スライムといえばキングスライムのように大量のスライムが合体して云々があるので、それに準えて大好きな主人公を取り込もうとするんだけど、そこはまおうたちが注意してくれるので一旦は事なきを得る……が、滞在 ED では主人公がだんだんスライム化していってる可能性が示唆されていて思わず「おいおい」。このスライムは主人公に焦がれて人間になったけど、最終的には主人公のほうが逆に人間からスライムになろうとしてしまうのか……。スライムの一見可愛らしい雰囲気とは反した、少し背中が薄ら寒くなるこの展開は嫌いじゃないなあ。意外にも面白かった。

あんこくきし (CV:森川智之)

序盤、主人公が自分のクエストを無視してプレイしていたことを根に持ってあんこくきしが恨みつらみを一気に吐き出すんだけど、それがあまりにも必死で笑った。まあでもあんこくきしは敵から味方になるらしいのだけど、典型的な「敵だった時は強かったのに味方になると弱くなる」タイプだったらしいから私でも無視してそーだ……。

というわけであんこくきしのクエストをやり直すんだけど、本来ならエネミーであるはずのパーティで冒険をしている感覚があってそこは楽しかった。あんこくきしがゆうしゃ、まおうがまほうつかい、むらびとがそうりょ、スライムがナイトで行ける。

ちなみにクエストであんこくきしは妹を蘇生させるためのアイテムを求めるんだけど、結局そんなアイテムは最初からなかったんだよ、というオチがつく。これは最初「人は死んだら生き返らないし、それが世の中の理である」とか「過去に囚われてばかりではなく他にも目を向けろ」とかそういうありがちな哲学的なメッセージが込められていて云々を考えてたんだけど、まあ考えすぎだな! この作品でそれはねえわ! とか思ってたらあんこくきしがそれっぽい悟り方してて吹き出した。

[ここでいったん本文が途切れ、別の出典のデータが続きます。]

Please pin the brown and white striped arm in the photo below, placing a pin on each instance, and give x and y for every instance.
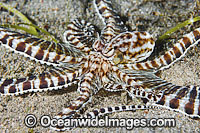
(86, 92)
(43, 51)
(108, 110)
(52, 80)
(171, 56)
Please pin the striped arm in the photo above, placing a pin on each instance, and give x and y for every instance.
(81, 34)
(171, 56)
(108, 110)
(86, 92)
(52, 80)
(113, 22)
(36, 49)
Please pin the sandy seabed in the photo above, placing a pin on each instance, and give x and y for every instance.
(156, 17)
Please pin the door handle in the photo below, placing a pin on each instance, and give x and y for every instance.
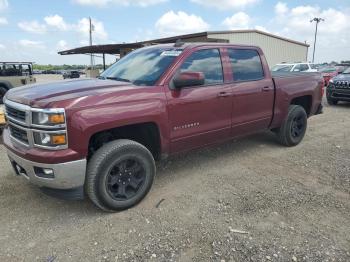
(223, 94)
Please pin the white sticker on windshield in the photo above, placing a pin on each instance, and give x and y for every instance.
(171, 53)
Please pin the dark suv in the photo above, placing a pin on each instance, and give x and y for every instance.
(339, 88)
(71, 74)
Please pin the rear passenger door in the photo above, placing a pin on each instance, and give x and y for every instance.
(253, 91)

え、まじで? でも妹への執着が主人公にシフトしただけ、とかだったらちょっと仄暗くて萌えるんだけどな。

結末は帰還 ED が楽しかった。この手の異世界トリップ系の作品は多いけど、攻略対象が就活に四苦八苦する様を見せられるエンディングは初めて見た……。

むらびと (CV:三浦祥朗)

ヤンデレというよりはちょっと腹黒いところのあるモブ。しかしドヤ顔の表情差分は見るたびに笑ってしまうからやめてください。でもむらびとの個性がないからこその不満は、これまでの個性的なキャラクタとは真逆の展開で面白かった。

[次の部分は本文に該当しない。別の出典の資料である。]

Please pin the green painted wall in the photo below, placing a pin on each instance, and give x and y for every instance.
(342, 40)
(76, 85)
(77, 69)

しかしモブキャラにすぎないむらびとが、唯一の存在になるために名前を変えるというからどうなるのかと思ったら「ラスボス」っていうこれまた役職名で、普通ならそこは主人公に名前を付けてもらう流れになりそうなのに敢えての「ラスボス」ってあたりに、なんていうかむらびとのどう足掻いても個性を持つキャラクタになれない悲哀のようなものを感じてしまったんだけど、うんまあ多分それこそ考えすぎだな! ドッカレにそんな深遠な(でもないか)メッセージが込められているわけがない……はず?

結末は腹黒いところをほんのり見せる滞在 ED が好きかな。個性を有しない機能的な存在であるはずのむらびとが主人公に特別な想いを抱くまでになったんだから、なんだかんだでこの人は未来に何かすごいことをやってしまいそう。